Michele Coscia (1304.1712)

Read on 30 September 2017
#meme  #economics  #scraping  #internet  #culture 

This paper explores the data available from Quickmeme.com, an internet-meme creation website. Coscia likely chose this resource because of the strong time-stamping and usage metadata associated with each creation: This allows some degree of use-tracking/

Perhaps one of the most delicious parts of this paper is when Coscia explains appropriate usage of different memes. A real excerpt:

“Ridiculously Photogenic Guy” (RFG), instead, has an immediate peak larger than BLB, but it then fades into oblivion as an ephemeral trend.

Coscia downloaded around 179,000 meme “implementations” (unique text and creation-date) and tracked them over usage for several months. The popularity data follow a power law curve: There are a handful of extremely popular memes, with a quick falloff. Memes that make it to the front page of the site have a greater-than-expected response, due to the heightened exposure — in what Coscia calls the “front page effect”.

Coscia’s model of meme spread points out a few intuitive but interesting features of the data: Different memes compete for attention; or similar memes boost each others’ popularity by mutual exposure. (The math is not too hard to follow, so if this sounds like a thing you want to read more about, this is a great paper to check out.)

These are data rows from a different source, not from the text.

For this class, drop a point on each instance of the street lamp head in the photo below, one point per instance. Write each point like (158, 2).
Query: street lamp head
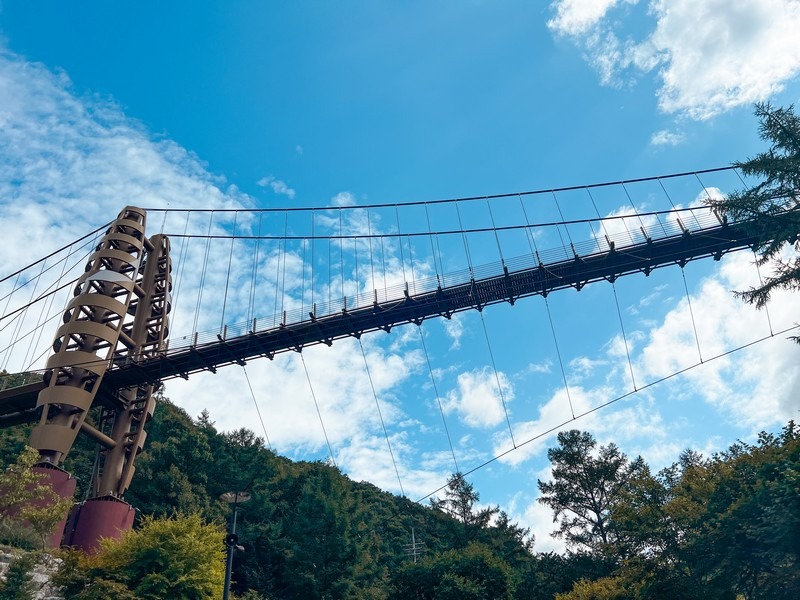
(235, 497)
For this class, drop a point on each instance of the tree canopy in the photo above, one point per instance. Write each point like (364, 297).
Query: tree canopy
(772, 205)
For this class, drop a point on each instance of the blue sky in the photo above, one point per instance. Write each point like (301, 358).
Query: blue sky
(311, 104)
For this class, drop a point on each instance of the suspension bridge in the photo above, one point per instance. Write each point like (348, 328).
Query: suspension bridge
(252, 283)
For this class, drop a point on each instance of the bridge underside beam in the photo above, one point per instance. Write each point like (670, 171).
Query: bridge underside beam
(505, 287)
(18, 405)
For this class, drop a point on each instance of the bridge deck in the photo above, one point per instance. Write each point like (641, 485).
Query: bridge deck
(507, 285)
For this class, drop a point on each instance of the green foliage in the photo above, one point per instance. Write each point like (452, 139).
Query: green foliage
(459, 501)
(723, 527)
(773, 204)
(472, 572)
(19, 583)
(605, 588)
(179, 557)
(27, 504)
(585, 488)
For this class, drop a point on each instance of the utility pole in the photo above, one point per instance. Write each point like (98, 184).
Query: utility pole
(232, 540)
(415, 548)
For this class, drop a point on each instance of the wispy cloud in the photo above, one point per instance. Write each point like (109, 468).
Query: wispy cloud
(277, 186)
(666, 138)
(709, 56)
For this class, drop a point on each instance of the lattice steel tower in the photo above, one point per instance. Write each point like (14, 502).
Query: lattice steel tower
(119, 313)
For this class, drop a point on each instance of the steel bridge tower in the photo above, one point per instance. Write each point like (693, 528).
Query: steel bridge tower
(119, 314)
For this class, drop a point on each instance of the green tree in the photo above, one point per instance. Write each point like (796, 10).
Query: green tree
(27, 503)
(460, 499)
(772, 206)
(179, 557)
(585, 488)
(472, 573)
(19, 584)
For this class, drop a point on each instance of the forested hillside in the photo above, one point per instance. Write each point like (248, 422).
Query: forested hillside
(713, 527)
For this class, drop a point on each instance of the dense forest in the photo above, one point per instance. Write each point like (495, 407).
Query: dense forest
(726, 526)
(720, 527)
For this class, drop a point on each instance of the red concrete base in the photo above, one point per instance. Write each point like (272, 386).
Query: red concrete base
(103, 517)
(62, 484)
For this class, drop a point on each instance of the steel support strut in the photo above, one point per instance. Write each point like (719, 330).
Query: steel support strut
(119, 315)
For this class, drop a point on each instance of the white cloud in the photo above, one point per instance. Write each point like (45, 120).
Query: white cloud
(666, 138)
(277, 186)
(454, 329)
(709, 55)
(478, 401)
(69, 164)
(344, 199)
(752, 388)
(576, 17)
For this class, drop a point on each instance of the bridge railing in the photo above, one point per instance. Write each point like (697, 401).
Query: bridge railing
(661, 226)
(13, 380)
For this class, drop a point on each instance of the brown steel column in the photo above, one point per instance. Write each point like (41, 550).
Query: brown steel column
(119, 314)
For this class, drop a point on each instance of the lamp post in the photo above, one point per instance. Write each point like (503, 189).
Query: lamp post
(231, 539)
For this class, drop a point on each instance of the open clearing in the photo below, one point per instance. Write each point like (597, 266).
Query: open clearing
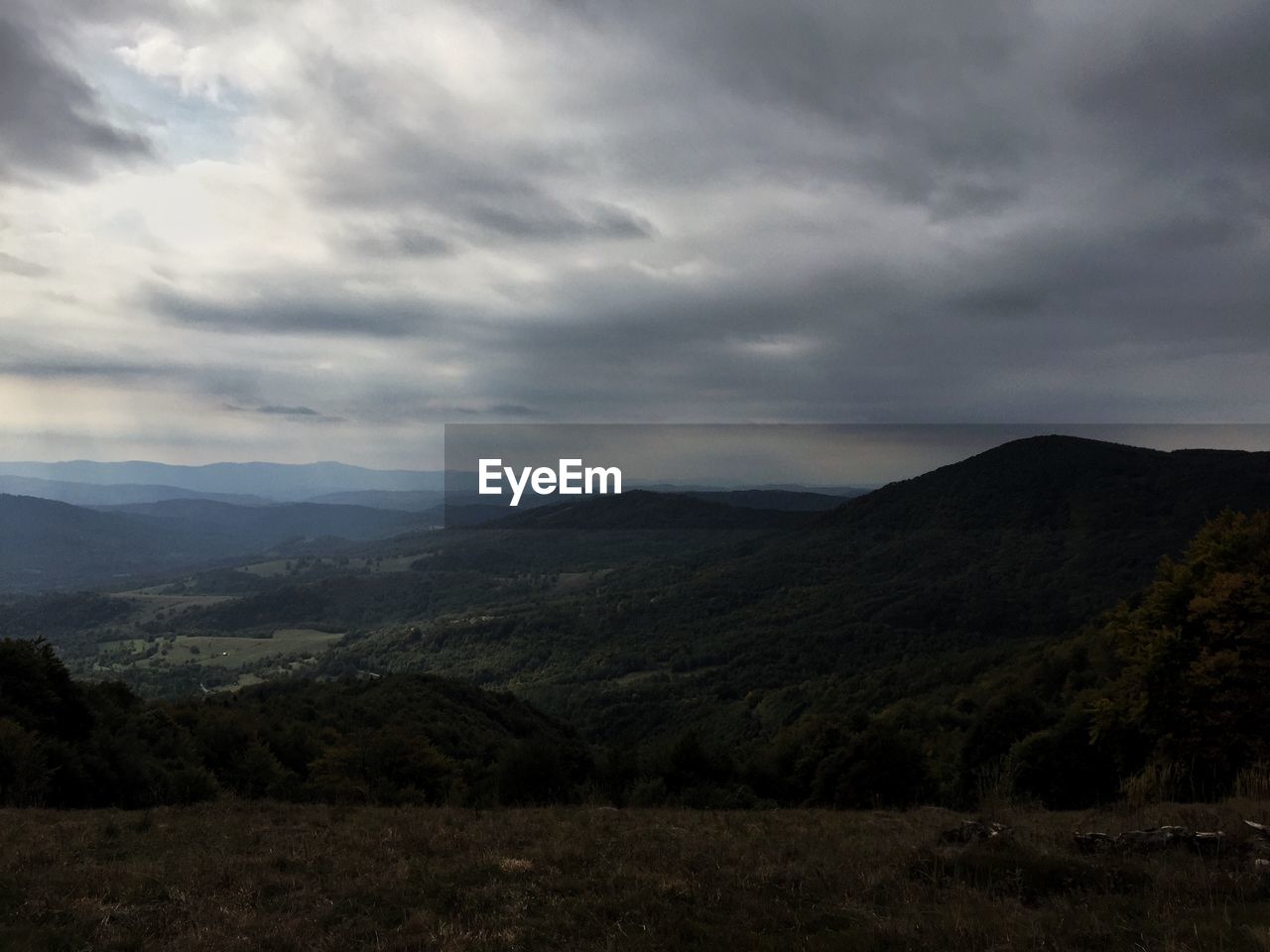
(250, 876)
(221, 652)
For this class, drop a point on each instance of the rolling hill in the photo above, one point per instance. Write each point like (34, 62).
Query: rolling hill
(48, 544)
(1012, 547)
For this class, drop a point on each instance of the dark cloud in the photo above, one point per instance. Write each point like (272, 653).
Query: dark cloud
(289, 411)
(18, 266)
(51, 121)
(883, 209)
(400, 241)
(298, 309)
(303, 414)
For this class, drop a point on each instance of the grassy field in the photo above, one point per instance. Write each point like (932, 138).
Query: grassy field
(248, 876)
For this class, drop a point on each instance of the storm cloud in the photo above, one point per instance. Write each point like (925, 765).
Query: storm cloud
(51, 119)
(587, 209)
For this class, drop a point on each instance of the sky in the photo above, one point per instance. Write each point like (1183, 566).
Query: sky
(307, 230)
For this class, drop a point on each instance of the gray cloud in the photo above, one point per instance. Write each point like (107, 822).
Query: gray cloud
(298, 308)
(51, 119)
(21, 267)
(738, 209)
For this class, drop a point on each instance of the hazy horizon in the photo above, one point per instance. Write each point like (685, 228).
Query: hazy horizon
(298, 231)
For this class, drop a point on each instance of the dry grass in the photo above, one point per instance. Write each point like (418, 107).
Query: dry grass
(249, 876)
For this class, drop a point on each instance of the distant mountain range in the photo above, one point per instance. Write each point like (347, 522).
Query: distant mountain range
(50, 544)
(1015, 546)
(276, 481)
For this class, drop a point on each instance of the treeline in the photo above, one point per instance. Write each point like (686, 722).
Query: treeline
(405, 739)
(1162, 698)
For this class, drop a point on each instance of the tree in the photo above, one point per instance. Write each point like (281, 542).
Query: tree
(1197, 660)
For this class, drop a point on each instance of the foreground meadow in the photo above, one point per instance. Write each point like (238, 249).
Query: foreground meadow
(252, 876)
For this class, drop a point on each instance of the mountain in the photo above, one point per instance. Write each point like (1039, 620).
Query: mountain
(49, 544)
(266, 526)
(779, 499)
(111, 494)
(278, 481)
(643, 511)
(405, 500)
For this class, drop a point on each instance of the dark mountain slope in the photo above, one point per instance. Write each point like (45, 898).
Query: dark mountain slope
(643, 511)
(1021, 543)
(48, 544)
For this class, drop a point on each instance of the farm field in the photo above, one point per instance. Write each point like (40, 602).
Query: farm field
(259, 876)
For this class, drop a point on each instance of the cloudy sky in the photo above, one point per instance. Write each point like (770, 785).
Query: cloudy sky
(308, 229)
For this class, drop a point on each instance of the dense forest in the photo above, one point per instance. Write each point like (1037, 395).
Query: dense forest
(1002, 627)
(1162, 696)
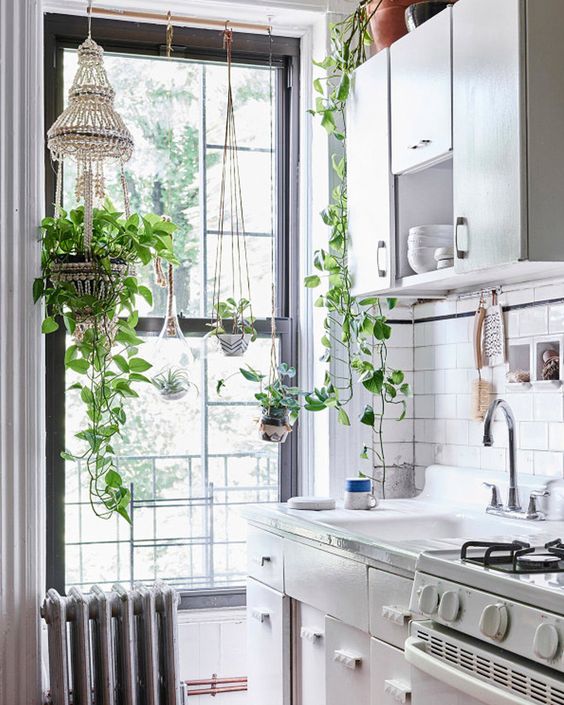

There were further time- and neighbor-dependent patterns: Higher popularity peaks appear to paradoxically reduce the long-term success rate of memes: High-peak memes have a 13% success-rate; low-peak memes have a 55% success-rate. Memes with similar neighbors (similar text or imagery) tend to collaborate in popularity-level, and survive for longer, with greater resilience to becoming outdated.